Приближалась заря, когда резкий крик прорезал пространство. И Мюриэль увидела, как чья-то длинная те»ь скользила, прячась в траве. Глаза сверкали, как два изумруда… Молодая девушка смотрела, как близилась эта страшная фигура, это тело, искавшее ее тела… Шакалы остановились, напрягая слух, исполненные боязни, алчности и надежды… Мюриэль чувствовала, что на нее обрушивается безмерная пустыня, жестокость всей вселенной…
Держа револьвер в руке, она прошептала:
– Ты сила моя и мой щит, Создатель.
Между тем хищник, стесненный устремленным на него взглядом Мюриэль и ее вертикальным сложеньем, медлил нападать. Кошачий инстинкт подсказывал ему кидаться врасплох на всякую добычу, способную защищаться.
В голубой ночи глаза человека сдерживали глаза хищника. Мюриэль была готова к битве… Зверь с длинным телом скользил по траве, как что-то текучее.
Глава VI
Чешуйчатые люди
Когда на заре Гертон открыл глаза, им долго владело какое-то оцепенение, смешанное с галлюцинациями. Над его глазами веял туман. Спутники его еще спали, горилла тоже.
В палатке бродили какие-то смутные тени. Скоро они стали явственнее, и Гертон, окончательно проснувшись, как от внезапного толчка, различил необыкновенные существа. Были ли это животные или люди? Они были вертикальны, как люди, хотя ноги их походили на кабаньи, а ступни – на лапы ящериц. Их тела были покрыты прозрачными пластинками вперемежку с зеленоватой шерстью, а головы не походили ни на головы людей, ни на головы животных: цилиндрической формы, с чем-то вроде мшистого конуса на верхушке, они были малахитового цвета. Рот в форме треугольника, казалось, имел три губы, вместо носа были три круглых сплюснутых дыры, а глаза уходили во впадины с зазубренными, как пилы, краями. Глаза эти метали разноцветные искры – красные, желтые, оранжевые. Кисти рук с четырьмя когтями не имели ладоней…
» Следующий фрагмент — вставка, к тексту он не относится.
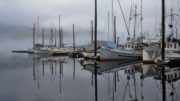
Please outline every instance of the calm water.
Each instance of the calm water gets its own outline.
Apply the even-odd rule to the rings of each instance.
[[[23,43],[8,43],[1,43],[0,101],[162,101],[155,65],[17,54],[11,50],[23,49]],[[179,75],[179,68],[166,70],[174,72]],[[166,82],[167,101],[179,101],[178,79]]]

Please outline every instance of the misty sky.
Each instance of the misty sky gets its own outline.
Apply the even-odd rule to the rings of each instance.
[[[108,31],[108,11],[110,12],[110,32],[112,32],[111,0],[98,1],[98,31]],[[140,15],[140,0],[137,3],[137,13]],[[143,32],[150,34],[160,28],[161,0],[143,1]],[[120,0],[125,18],[128,22],[131,0]],[[166,13],[174,9],[180,14],[178,0],[166,0]],[[90,30],[90,21],[94,19],[94,0],[0,0],[0,24],[6,26],[29,26],[37,23],[40,18],[40,28],[58,27],[58,15],[61,15],[61,25],[66,28]],[[118,0],[114,0],[114,15],[117,19],[117,35],[126,36],[125,24],[119,9]],[[178,16],[179,17],[179,16]],[[140,31],[140,16],[137,17],[137,31]],[[168,19],[168,18],[167,18]],[[156,23],[155,23],[156,21]],[[177,23],[179,26],[180,22]],[[131,21],[133,24],[133,20]]]

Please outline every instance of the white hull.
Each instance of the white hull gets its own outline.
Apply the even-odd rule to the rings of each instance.
[[[180,54],[173,50],[165,49],[165,59],[180,58]],[[146,47],[143,49],[143,62],[154,63],[161,60],[161,48]]]
[[[82,55],[83,55],[84,58],[88,58],[88,59],[95,58],[94,52],[82,52]],[[97,55],[97,57],[99,57],[100,53],[97,52],[96,55]]]
[[[52,55],[68,55],[73,53],[74,50],[68,48],[54,48],[51,51]]]
[[[122,60],[122,59],[140,59],[141,52],[127,49],[109,49],[102,47],[100,49],[100,60]]]
[[[35,49],[29,49],[29,51],[34,54],[50,54],[51,49],[50,48],[35,48]]]

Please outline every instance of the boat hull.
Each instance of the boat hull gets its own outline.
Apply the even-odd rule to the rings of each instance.
[[[132,59],[141,59],[141,52],[130,51],[126,49],[109,49],[102,47],[100,49],[100,60],[109,61],[109,60],[132,60]]]

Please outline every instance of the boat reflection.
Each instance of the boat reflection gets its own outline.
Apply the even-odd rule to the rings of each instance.
[[[83,66],[84,70],[95,73],[95,66],[97,64],[97,74],[101,75],[102,73],[113,72],[117,70],[124,70],[128,66],[132,64],[141,63],[141,61],[130,61],[130,60],[121,60],[121,61],[105,61],[105,62],[97,62],[94,60],[81,60],[81,66]]]
[[[90,84],[83,85],[82,89],[88,87],[93,89],[95,101],[101,101],[103,98],[110,98],[112,101],[162,100],[162,72],[159,65],[145,65],[141,61],[97,62],[68,57],[34,57],[32,60],[33,80],[39,90],[43,89],[44,85],[56,85],[57,93],[76,92],[74,90],[78,91],[78,89],[74,88],[71,91],[72,88],[69,89],[69,87],[83,85],[85,83],[82,82],[86,81]],[[178,100],[179,93],[176,88],[179,85],[180,68],[166,67],[165,75],[168,101]],[[89,77],[91,77],[90,80]],[[51,83],[47,82],[49,80]]]

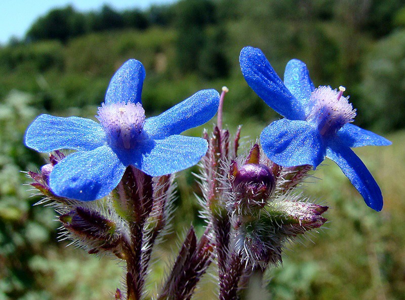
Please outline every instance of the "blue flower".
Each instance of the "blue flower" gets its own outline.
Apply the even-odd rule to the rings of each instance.
[[[297,59],[287,64],[283,83],[263,52],[251,47],[242,50],[239,61],[248,84],[285,117],[262,132],[260,141],[266,155],[285,167],[308,164],[314,168],[326,156],[338,164],[367,205],[381,210],[380,188],[350,147],[387,145],[391,142],[350,124],[355,110],[348,97],[343,96],[344,88],[315,89],[306,66]]]
[[[145,69],[127,61],[110,82],[98,123],[76,117],[38,117],[27,129],[25,144],[40,152],[77,151],[55,165],[50,185],[56,195],[84,201],[107,195],[129,165],[153,176],[196,164],[207,141],[179,135],[215,115],[219,94],[200,91],[156,117],[146,119],[141,102]]]

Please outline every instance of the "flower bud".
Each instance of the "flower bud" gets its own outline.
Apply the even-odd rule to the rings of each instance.
[[[247,164],[237,168],[231,164],[230,181],[238,208],[263,208],[275,185],[274,176],[267,166]]]
[[[47,185],[49,185],[49,175],[51,175],[51,172],[54,169],[54,166],[52,164],[47,164],[43,166],[41,168],[41,174],[42,174],[42,178],[44,181],[47,183]]]
[[[77,207],[59,217],[63,227],[78,236],[82,241],[91,243],[97,253],[100,249],[111,249],[117,246],[119,235],[115,223],[99,212]]]

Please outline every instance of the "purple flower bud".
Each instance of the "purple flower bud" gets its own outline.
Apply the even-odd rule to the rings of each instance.
[[[93,242],[92,246],[96,248],[113,248],[119,240],[115,223],[89,208],[76,207],[61,215],[59,220],[65,228],[82,239]]]
[[[237,206],[263,207],[275,186],[274,176],[268,167],[262,164],[247,164],[238,169],[233,162],[231,168],[230,179]]]

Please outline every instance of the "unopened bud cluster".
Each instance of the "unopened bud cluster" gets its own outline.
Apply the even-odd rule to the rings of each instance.
[[[310,203],[296,189],[310,169],[283,169],[261,154],[258,144],[246,159],[230,160],[224,204],[234,248],[245,264],[264,268],[280,262],[287,241],[327,221],[321,215],[328,207]]]

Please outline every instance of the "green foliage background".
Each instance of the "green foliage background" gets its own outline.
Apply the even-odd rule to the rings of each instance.
[[[112,298],[121,276],[116,260],[57,242],[52,209],[33,206],[39,198],[30,197],[20,170],[45,162],[22,144],[34,118],[94,118],[115,70],[135,58],[146,69],[147,116],[226,85],[225,123],[234,132],[244,124],[248,145],[278,117],[240,73],[239,53],[247,45],[260,48],[280,75],[297,58],[316,86],[345,86],[358,109],[355,124],[393,141],[356,150],[380,183],[381,212],[364,204],[331,162],[317,170],[322,180],[307,193],[331,206],[329,229],[310,237],[315,243],[291,245],[283,267],[270,270],[273,298],[405,299],[404,26],[400,0],[182,0],[144,11],[68,7],[39,19],[23,41],[0,47],[0,299]],[[202,230],[190,170],[178,182],[175,230],[155,250],[152,290],[184,229],[192,222]],[[206,279],[195,298],[215,298],[213,287]]]

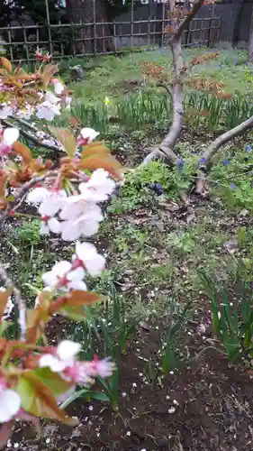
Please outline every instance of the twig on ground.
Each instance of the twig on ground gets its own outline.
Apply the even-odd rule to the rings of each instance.
[[[2,262],[0,262],[0,279],[3,281],[5,287],[10,287],[13,290],[15,302],[19,309],[19,325],[21,329],[20,339],[24,341],[26,334],[26,304],[22,299],[20,290],[15,287],[12,279],[8,276]]]

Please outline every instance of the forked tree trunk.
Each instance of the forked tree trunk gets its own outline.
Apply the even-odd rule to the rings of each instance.
[[[67,0],[66,10],[69,22],[83,23],[78,28],[73,28],[71,51],[74,54],[95,54],[113,51],[114,43],[110,25],[106,24],[108,18],[104,0]],[[96,25],[102,23],[105,24]]]

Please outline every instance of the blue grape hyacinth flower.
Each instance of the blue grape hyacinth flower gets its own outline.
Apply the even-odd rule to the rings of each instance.
[[[184,158],[180,157],[177,159],[176,166],[180,170],[182,170],[184,169],[185,164],[185,161]]]
[[[244,149],[245,149],[247,152],[251,152],[251,150],[252,150],[251,144],[246,144],[246,145],[244,146]]]
[[[161,196],[163,193],[163,186],[161,185],[161,183],[150,183],[150,185],[149,185],[149,188],[155,191],[158,196]]]

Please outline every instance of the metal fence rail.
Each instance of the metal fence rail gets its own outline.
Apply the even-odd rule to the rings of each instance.
[[[12,61],[32,61],[37,47],[46,49],[54,59],[70,56],[84,57],[101,54],[119,54],[141,49],[157,49],[167,46],[165,27],[169,21],[165,18],[165,5],[161,18],[129,21],[93,22],[79,23],[43,23],[16,25],[0,28],[5,41],[0,43],[5,55]],[[184,33],[182,43],[185,47],[214,46],[219,41],[220,17],[194,18]],[[111,33],[106,34],[105,29]],[[112,42],[108,51],[104,42]]]

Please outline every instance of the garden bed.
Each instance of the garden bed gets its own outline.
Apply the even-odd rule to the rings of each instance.
[[[197,315],[198,325],[200,309]],[[249,451],[253,372],[228,365],[221,352],[207,349],[191,366],[171,371],[152,384],[148,361],[159,362],[163,327],[159,322],[149,331],[140,328],[137,343],[122,358],[118,411],[80,399],[67,410],[80,419],[77,428],[50,424],[38,439],[30,427],[21,425],[9,449],[16,443],[17,449],[27,451]],[[184,342],[191,355],[213,345],[211,327],[204,336],[194,327],[194,321],[187,325]]]

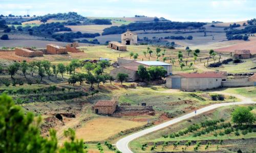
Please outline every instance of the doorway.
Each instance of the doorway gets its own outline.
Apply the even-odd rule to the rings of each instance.
[[[131,41],[130,40],[126,40],[126,45],[129,45],[130,44]]]

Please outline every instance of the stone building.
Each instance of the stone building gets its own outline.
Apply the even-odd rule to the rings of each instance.
[[[78,42],[76,41],[72,43],[67,44],[66,46],[66,48],[67,48],[67,50],[68,52],[70,53],[78,53],[80,52],[78,49],[76,47],[78,46]]]
[[[137,39],[138,35],[137,34],[130,31],[129,29],[121,35],[121,41],[122,45],[136,45],[138,44]]]
[[[137,80],[139,75],[137,73],[138,66],[121,66],[112,70],[110,75],[114,79],[117,79],[117,74],[119,73],[128,74],[127,81],[132,82]]]
[[[126,46],[125,45],[122,45],[117,41],[109,42],[109,47],[116,50],[126,50]]]
[[[93,106],[92,109],[96,114],[111,115],[117,110],[117,101],[101,100]]]
[[[216,89],[222,87],[223,78],[215,73],[180,73],[166,78],[166,86],[188,91]]]
[[[66,47],[53,44],[48,44],[46,49],[47,54],[61,54],[68,53]]]
[[[17,47],[15,49],[15,54],[22,57],[32,57],[43,56],[44,53],[31,48]]]
[[[234,50],[234,57],[238,59],[249,59],[251,54],[250,50]]]

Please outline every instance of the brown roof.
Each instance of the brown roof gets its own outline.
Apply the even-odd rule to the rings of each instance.
[[[138,66],[123,66],[127,69],[132,70],[134,71],[138,71]]]
[[[252,82],[256,82],[256,73],[254,73],[253,75],[249,78],[249,81]]]
[[[116,102],[115,100],[100,100],[98,101],[94,106],[113,106]]]
[[[184,78],[222,78],[223,75],[221,74],[208,73],[179,73],[177,74]]]

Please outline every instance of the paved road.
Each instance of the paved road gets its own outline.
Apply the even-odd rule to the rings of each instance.
[[[222,104],[214,104],[209,106],[205,107],[204,108],[201,108],[199,110],[197,110],[197,115],[206,112],[207,111],[215,109],[220,107],[230,106],[234,105],[243,105],[243,104],[256,104],[256,101],[253,101],[250,98],[243,97],[240,95],[232,94],[225,93],[223,92],[220,92],[219,93],[222,93],[223,94],[229,94],[235,96],[240,99],[241,99],[242,101],[241,102],[233,102],[233,103],[227,103]],[[118,150],[121,151],[122,153],[132,153],[133,151],[130,150],[128,147],[128,144],[133,140],[141,137],[143,135],[147,134],[153,132],[154,131],[159,130],[160,129],[164,128],[166,126],[168,126],[172,124],[175,124],[177,122],[181,121],[182,120],[187,119],[188,118],[193,117],[195,116],[195,112],[191,112],[187,114],[185,114],[182,116],[175,118],[166,122],[164,122],[160,124],[157,125],[156,126],[153,126],[152,128],[147,129],[139,132],[133,134],[127,137],[125,137],[121,139],[118,140],[116,143],[116,147]]]

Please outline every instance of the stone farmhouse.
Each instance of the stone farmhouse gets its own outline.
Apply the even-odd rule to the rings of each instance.
[[[44,53],[31,48],[17,47],[15,49],[15,54],[25,57],[43,56]]]
[[[92,109],[97,114],[111,115],[117,110],[117,107],[116,100],[101,100],[98,101]]]
[[[48,44],[46,49],[47,53],[49,54],[61,54],[68,53],[66,47],[53,44]]]
[[[122,45],[117,41],[109,42],[109,48],[116,50],[124,51],[126,50],[126,46]]]
[[[120,67],[114,69],[110,71],[110,75],[114,79],[117,79],[117,74],[119,73],[128,74],[128,81],[135,81],[139,79],[138,75],[138,67],[140,65],[144,65],[146,67],[151,66],[162,66],[167,71],[167,75],[172,73],[172,66],[170,64],[159,61],[134,61],[129,59],[119,58],[118,63]]]
[[[137,39],[137,34],[130,31],[129,29],[121,35],[121,44],[124,45],[136,45],[138,44]]]
[[[222,87],[223,75],[217,73],[180,73],[166,78],[168,88],[192,91]]]
[[[249,59],[251,54],[250,50],[234,50],[234,57],[238,59]]]
[[[76,47],[78,46],[78,42],[77,41],[74,42],[72,43],[67,44],[66,48],[68,52],[70,53],[78,53],[80,52]]]

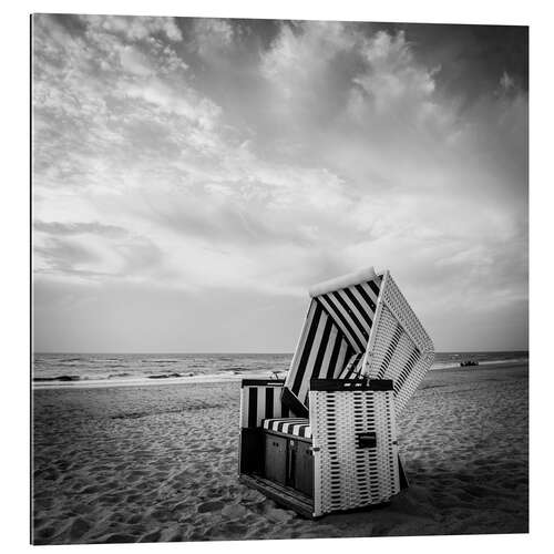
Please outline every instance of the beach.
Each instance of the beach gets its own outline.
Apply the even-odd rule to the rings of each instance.
[[[410,488],[318,521],[238,482],[237,381],[33,390],[33,543],[525,533],[527,378],[430,371],[398,421]]]

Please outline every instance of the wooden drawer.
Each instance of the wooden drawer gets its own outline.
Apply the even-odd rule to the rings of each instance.
[[[307,496],[314,496],[314,456],[311,443],[306,441],[289,441],[290,450],[290,486]]]
[[[264,433],[265,478],[285,485],[287,483],[287,439]]]

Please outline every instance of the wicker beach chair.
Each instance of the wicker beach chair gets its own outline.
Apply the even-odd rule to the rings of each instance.
[[[310,297],[286,379],[243,380],[239,475],[318,517],[406,484],[396,420],[434,353],[389,271],[332,279]]]

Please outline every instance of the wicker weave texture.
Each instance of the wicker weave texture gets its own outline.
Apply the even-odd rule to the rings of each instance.
[[[393,391],[310,391],[315,515],[388,501],[400,491]],[[360,433],[376,433],[360,448]]]
[[[433,343],[390,275],[381,293],[365,372],[394,381],[398,416],[433,362]]]
[[[433,352],[434,347],[431,338],[388,271],[381,295],[383,304],[394,314],[417,347],[422,352]]]

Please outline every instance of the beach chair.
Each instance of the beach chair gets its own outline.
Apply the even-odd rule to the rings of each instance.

Гертон тщетно старался встать. Бесчисленные, тонкие, как шнурки, лианы опутывали его члены. Они были упруги, и когда американец делал усилие, слегка растягивались. Удивление Айронкестля длилось недолго. По мере того, как память его прояснялась, он мысленно пробегал заметки Самуэля Дарнлея и понял, что эти фантастические существа были именно те, которые в этой стране заменяли людей.
Инстинктивно он сделал попытку с ними поговорить.
– Чего вы от нас хотите? – спросил путешественник.
Запавшие глаза повернулись в его сторону, и послышался глухой свист, напоминавший в то же время щебет дрозда и звуки больших походных флейт.
Лица существ были подвижны, но только в одном направлении, так что морщины образовывались только по вертикали…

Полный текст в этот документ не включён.